The best time to use the light is in the early morning hours, or when you’re getting ready for the day. It can provide a mood boost and also help regulate your body and sleep schedule by mimicking daylight (much like the morning sun).
Here is a link for more information from UI on light therapy
2. Exercise & Water
Basic self-care like moving your body and staying hydrated is so important when you feel down. I definitely understand the struggle to get motivated, especially when the walk to the Rec Center is so cold. But I always feel so much better after exercising and I feel like I have enough to take on the day. Working out at any time of the day, not just in the morning, can still bring a much-needed boost to your mood. And, of course, drinking water is vital to make sure you don’t get dehydrated and become fatigued.

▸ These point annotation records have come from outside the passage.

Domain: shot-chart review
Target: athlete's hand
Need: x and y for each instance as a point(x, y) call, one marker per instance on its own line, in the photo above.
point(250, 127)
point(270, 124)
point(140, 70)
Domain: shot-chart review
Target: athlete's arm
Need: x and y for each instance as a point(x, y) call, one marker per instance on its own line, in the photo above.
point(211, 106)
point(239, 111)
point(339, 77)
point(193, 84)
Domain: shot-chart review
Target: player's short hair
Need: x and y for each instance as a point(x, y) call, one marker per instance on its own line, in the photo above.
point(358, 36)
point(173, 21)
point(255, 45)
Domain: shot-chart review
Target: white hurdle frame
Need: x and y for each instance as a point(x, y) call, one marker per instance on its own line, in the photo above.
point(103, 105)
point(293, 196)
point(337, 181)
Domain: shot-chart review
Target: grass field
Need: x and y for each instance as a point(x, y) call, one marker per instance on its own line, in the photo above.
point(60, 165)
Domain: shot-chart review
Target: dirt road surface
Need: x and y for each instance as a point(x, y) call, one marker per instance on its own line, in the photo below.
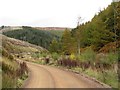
point(42, 76)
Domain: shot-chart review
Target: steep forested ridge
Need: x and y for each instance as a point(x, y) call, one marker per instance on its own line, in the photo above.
point(38, 37)
point(104, 28)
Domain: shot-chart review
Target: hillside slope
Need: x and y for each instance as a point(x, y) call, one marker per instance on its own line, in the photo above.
point(38, 37)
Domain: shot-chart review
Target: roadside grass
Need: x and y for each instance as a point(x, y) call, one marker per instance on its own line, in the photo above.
point(13, 74)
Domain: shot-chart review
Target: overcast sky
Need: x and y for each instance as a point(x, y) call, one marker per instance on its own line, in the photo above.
point(48, 13)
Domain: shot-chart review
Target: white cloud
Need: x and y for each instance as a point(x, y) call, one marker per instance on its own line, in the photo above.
point(61, 13)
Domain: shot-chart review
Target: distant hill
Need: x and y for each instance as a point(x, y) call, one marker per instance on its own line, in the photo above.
point(41, 38)
point(52, 28)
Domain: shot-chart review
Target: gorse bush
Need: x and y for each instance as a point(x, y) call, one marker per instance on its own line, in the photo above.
point(88, 55)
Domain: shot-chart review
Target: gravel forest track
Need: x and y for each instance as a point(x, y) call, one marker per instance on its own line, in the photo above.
point(42, 76)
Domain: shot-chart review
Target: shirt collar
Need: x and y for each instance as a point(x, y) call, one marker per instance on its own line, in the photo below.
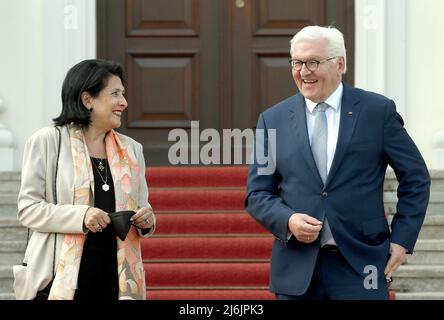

3. Doing Activities You Enjoy
While depression can sometimes take the fun out of your hobbies, you have to keep trying to fight off the negativity! Doing something relaxing or nostalgic or fun can bring back many happy emotions. Here are some things I’ve done recently:
- Looking at cat pictures
- Collecting and listening to my records
4. Friends & Family
If you can, try to get together with friends! Doing something productive like studying with other people can get you out of a slump, or just simply hanging out and having fun can boost your mood. Another good thing to do is call your family or friends back home to check-in.
5. Seeing the UI Counselors
Making an appointment with the UI Counseling Service is super easy. You can make a one-time appointment or recurring appointments, and it can be about anything. If your seasonal depression is getting really severe, talking to a counselor and finding new solutions can totally help.
Remember, you are not alone! Seasonal Affective Disorder affects so many people, and there’s no shame in getting the help you need to combat it.